On the other hand, many self-described fanboys lauded the fast upgrades and quick shipping, reporting “solid improvements” in image analysis. “The speed is fire,” one posted, and another pointed out that Google continues to ship while OpenAI has effectively been quiet. One went so far as to say that “the Google team is silently, diligently and constantly delivering.”

Some critics, though, call it “terrible,” and “lazy” with tasks requiring longer outputs, saying Google is “far behind” Claude, OpenAI and Anthropic.

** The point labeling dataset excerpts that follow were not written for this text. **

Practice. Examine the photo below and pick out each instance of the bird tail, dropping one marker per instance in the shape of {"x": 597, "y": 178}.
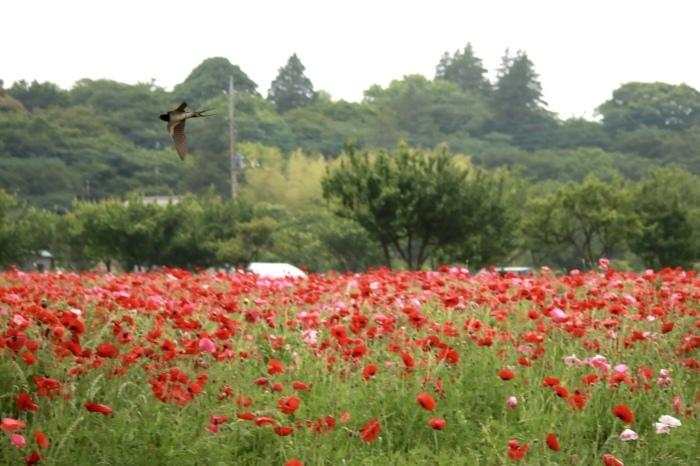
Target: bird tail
{"x": 201, "y": 113}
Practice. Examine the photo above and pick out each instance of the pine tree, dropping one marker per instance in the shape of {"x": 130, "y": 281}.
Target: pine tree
{"x": 291, "y": 88}
{"x": 464, "y": 69}
{"x": 517, "y": 104}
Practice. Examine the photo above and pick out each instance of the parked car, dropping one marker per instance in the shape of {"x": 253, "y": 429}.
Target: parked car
{"x": 275, "y": 270}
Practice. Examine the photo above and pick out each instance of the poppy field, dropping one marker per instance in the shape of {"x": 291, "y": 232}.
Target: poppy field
{"x": 378, "y": 368}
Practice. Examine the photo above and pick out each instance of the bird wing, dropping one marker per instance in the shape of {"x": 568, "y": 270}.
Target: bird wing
{"x": 177, "y": 132}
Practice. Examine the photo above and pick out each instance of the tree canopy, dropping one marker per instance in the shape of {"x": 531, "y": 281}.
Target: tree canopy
{"x": 291, "y": 88}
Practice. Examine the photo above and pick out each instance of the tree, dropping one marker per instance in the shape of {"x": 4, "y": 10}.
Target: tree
{"x": 210, "y": 78}
{"x": 408, "y": 201}
{"x": 667, "y": 201}
{"x": 10, "y": 252}
{"x": 465, "y": 69}
{"x": 517, "y": 104}
{"x": 36, "y": 96}
{"x": 130, "y": 109}
{"x": 594, "y": 218}
{"x": 425, "y": 111}
{"x": 660, "y": 105}
{"x": 291, "y": 88}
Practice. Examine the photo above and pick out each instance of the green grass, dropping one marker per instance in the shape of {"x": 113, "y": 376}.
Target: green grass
{"x": 145, "y": 431}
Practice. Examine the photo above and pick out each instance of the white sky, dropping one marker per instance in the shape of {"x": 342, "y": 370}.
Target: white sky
{"x": 581, "y": 50}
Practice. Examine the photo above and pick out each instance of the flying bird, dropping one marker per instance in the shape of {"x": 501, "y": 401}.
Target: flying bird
{"x": 176, "y": 126}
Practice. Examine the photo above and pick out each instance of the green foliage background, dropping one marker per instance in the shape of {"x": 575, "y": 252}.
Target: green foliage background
{"x": 570, "y": 191}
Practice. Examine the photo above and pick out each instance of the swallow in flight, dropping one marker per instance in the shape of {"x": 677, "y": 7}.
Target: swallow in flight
{"x": 176, "y": 126}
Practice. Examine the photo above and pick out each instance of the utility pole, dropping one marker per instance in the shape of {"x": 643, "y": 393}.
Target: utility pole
{"x": 232, "y": 129}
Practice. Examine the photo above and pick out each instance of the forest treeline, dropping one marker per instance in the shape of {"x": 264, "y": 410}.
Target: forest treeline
{"x": 64, "y": 152}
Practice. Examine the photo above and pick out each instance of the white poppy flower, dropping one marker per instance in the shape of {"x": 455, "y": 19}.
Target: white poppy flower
{"x": 669, "y": 421}
{"x": 662, "y": 428}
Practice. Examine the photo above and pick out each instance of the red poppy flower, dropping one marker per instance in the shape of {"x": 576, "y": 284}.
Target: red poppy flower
{"x": 408, "y": 360}
{"x": 610, "y": 460}
{"x": 98, "y": 408}
{"x": 437, "y": 423}
{"x": 426, "y": 401}
{"x": 505, "y": 374}
{"x": 289, "y": 404}
{"x": 369, "y": 371}
{"x": 370, "y": 431}
{"x": 217, "y": 419}
{"x": 283, "y": 431}
{"x": 577, "y": 401}
{"x": 516, "y": 451}
{"x": 550, "y": 382}
{"x": 28, "y": 358}
{"x": 300, "y": 386}
{"x": 15, "y": 340}
{"x": 263, "y": 421}
{"x": 41, "y": 439}
{"x": 24, "y": 401}
{"x": 12, "y": 424}
{"x": 624, "y": 413}
{"x": 213, "y": 428}
{"x": 275, "y": 367}
{"x": 34, "y": 458}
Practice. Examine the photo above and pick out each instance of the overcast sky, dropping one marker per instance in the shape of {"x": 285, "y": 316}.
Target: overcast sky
{"x": 581, "y": 50}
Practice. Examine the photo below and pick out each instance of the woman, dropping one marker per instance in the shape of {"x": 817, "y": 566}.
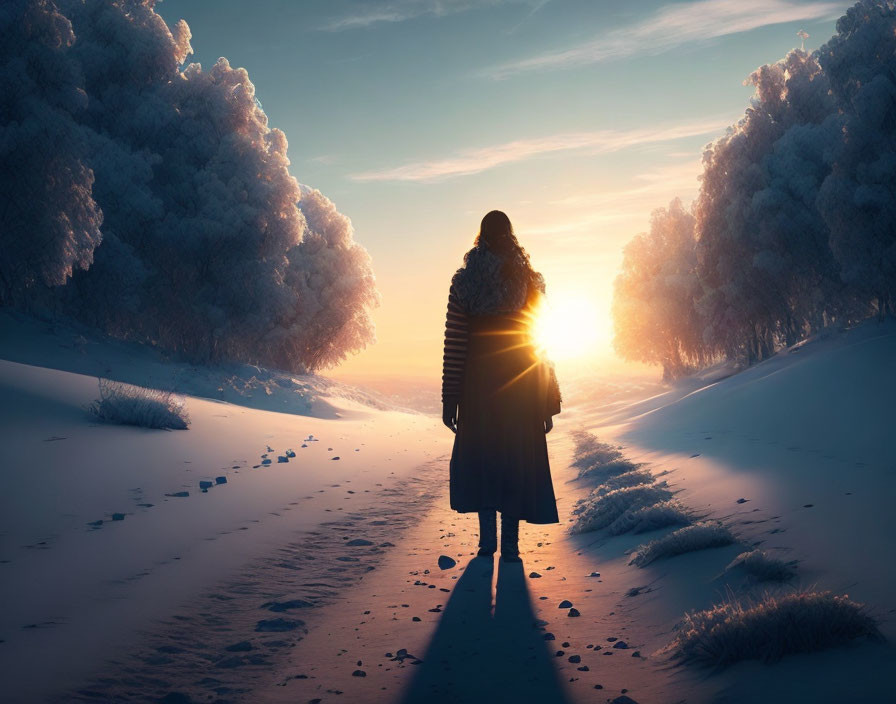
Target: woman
{"x": 498, "y": 395}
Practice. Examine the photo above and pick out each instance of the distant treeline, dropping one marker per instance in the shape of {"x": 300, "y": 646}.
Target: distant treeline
{"x": 153, "y": 201}
{"x": 794, "y": 227}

The update “sadly suffers from the lazy coding disease” similar to GPT-4 Turbo, one X user lamented.

Another called the updated version “definitely not that good” and said it “often goes crazy and starts repeating stuff non-stop like small models tend to do.” Another agreed that they were excited to try it but that Gemini has “been by far the worst at coding.”

Some also poked fun at Google’s uninspired naming capabilities and called back to its huge woke blunder earlier this year.

“You guys have completely lost the ability to name things,” one user joked, and another agreed, “You guys seriously need someone to help you with nomenclature.”

And, one dryly asked: “Does Gemini 1.5 still hate white people?”